From a tourist's point of view, this equates to a fascinating city to explore. It's not uncommon to find a Chinese Temple, a Mosque, a Church and a Hindu Temple all within spitting distance of each other; likewise within a 100m walk you will come across culinary delights from all corners of the globe; and despite the astonishing pace of change, there will nearly always be some sort of traditional festival or celebration taking place.
Singapore is one of the most popular stopover destinations in the world, attracting an estimated 9.7 million visitors in 2009, despite the global economic downturn. Its strategic location between East & West makes it the ideal stop-off for travellers heading on to the rest of Asia. The city is clean and safe, with an efficient public transport system, world-class hotels, restaurants and visitor attractions.

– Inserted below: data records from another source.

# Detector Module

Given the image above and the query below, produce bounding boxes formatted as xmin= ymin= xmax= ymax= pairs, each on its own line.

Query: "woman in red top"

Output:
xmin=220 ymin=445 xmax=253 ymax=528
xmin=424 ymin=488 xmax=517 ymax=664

The city-state is constantly looking to the future and doing its best to shrug off its squeaky-clean chewing gum-forbidding image. The bars and nightclubs of Clarke Quay allow revellers to party all hours of the day; the recent launch of the integrated resorts sees the government now allowing gambling in their 24 hour casinos, and its hosting of the night time Formula 1 Grand Prix proves the city is fully enjoying its new-found position in the World spotlight.